Chaque dimanche Emile Ollivier se rendait tantôt dans un village, tantôt dans un autre, et passait en revue les braves campagnards, qui, le parapluie au bras, se rangeaient en ligne pour l’écouter. Il leur adressait quelques paroles qu’ils recueillaient avec componction. Pourtant lorsque l’élection du Président de la République fut discutée et qu’Emile Ollivier, quoique peu sympathique à Cavaignac, le recommanda comme républicain de vieille roche, les Champenois, tout d’une voix, acclamèrent Louis-Napoléon Bonaparte. La popularité du préfet n’en demeura pas moins intacte. Elle inquiéta le député en fonctions. Flairant un concurrent qui pourrait être redoutable dans un avenir peu éloigné, il obtint du ministre de l’Intérieur de Louis-Napoléon, Léon Faucher, la destitution d’Emile Ollivier.

Ce fut une clameur de révolte dans le département quand on apprit le 12 janvier 1849 le renvoi de celui qui avait su inspirer, en ces dix mois d’apaisement, tant d’affection, de confiance, de sécurité.
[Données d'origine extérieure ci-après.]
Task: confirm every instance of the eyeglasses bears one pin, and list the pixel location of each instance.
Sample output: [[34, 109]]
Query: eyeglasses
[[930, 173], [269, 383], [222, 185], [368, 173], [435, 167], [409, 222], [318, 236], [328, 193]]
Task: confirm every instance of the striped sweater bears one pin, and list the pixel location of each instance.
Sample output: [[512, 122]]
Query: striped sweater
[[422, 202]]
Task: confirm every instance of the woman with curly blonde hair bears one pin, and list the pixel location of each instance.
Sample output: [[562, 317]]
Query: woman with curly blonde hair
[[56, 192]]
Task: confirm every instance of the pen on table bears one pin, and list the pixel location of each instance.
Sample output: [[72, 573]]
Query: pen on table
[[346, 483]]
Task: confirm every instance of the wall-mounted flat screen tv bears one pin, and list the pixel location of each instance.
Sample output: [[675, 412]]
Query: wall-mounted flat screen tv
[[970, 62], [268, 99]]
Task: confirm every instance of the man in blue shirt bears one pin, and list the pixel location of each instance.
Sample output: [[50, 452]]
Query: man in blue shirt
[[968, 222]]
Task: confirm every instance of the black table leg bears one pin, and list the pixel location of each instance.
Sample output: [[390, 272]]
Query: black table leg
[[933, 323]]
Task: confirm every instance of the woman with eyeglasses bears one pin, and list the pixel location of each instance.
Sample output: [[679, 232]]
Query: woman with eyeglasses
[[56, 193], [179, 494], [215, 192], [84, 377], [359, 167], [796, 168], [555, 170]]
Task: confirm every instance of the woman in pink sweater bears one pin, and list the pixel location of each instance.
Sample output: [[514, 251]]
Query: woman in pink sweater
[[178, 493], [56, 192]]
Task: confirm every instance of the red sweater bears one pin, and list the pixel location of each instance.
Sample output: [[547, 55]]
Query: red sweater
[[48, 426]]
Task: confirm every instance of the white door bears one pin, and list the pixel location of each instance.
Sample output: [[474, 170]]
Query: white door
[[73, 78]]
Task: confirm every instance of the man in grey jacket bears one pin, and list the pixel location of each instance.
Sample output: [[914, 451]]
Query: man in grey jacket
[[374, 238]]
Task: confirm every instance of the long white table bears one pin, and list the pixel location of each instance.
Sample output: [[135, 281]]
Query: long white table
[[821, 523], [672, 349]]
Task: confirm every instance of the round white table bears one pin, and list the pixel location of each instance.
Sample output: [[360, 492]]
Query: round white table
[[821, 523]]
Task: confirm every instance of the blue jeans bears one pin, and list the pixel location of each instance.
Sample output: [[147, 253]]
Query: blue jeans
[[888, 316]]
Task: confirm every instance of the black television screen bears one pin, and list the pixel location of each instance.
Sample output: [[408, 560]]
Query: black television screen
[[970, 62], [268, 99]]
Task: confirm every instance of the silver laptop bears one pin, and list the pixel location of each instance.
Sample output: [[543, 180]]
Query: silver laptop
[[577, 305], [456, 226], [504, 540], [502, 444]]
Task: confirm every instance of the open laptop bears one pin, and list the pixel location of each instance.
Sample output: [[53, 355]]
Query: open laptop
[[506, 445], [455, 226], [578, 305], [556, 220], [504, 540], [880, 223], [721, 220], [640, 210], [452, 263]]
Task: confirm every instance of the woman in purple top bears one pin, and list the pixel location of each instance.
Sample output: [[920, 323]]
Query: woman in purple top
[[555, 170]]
Le Conseil municipal de Chaumont se rassemble, rédige une adresse au Président de la République, lui disant « que cette mesure inattendue et imméritée produit dans tout le département un sentiment pénible. L’esprit de conciliation du préfet, sa rare intelligence dans la gestion des affaires faisaient souhaiter à tous de garder ce jeune magistrat, aussi éminent par le mérite que par le caractère. » L’Adresse fut aussitôt couverte de 30 000 signatures. Ne recevant aucune réponse, Çhaumont envoya une députation de notables plaider à Paris la cause du département, c’est-à-dire du préfet. La presse faisait rage[2]. Le Bien public, son organe le plus important, écrivait : « Jamais l’administration n’avait été plus protectrice de tous les droits, jamais les affaires n’avaient été plus sûrement étudiées et plus promptement réalisées, jamais les intérêts départementaux n’avaient été examinés avec plus de soin et d’intelligence. Demandez aux maires de nos campagnes, aux instituteurs, à nos industries en souffrance… Interrogez le conseil général, et vous apprendrez par quelle marque sans précédent il a couronné l’administration du préfet[3]. »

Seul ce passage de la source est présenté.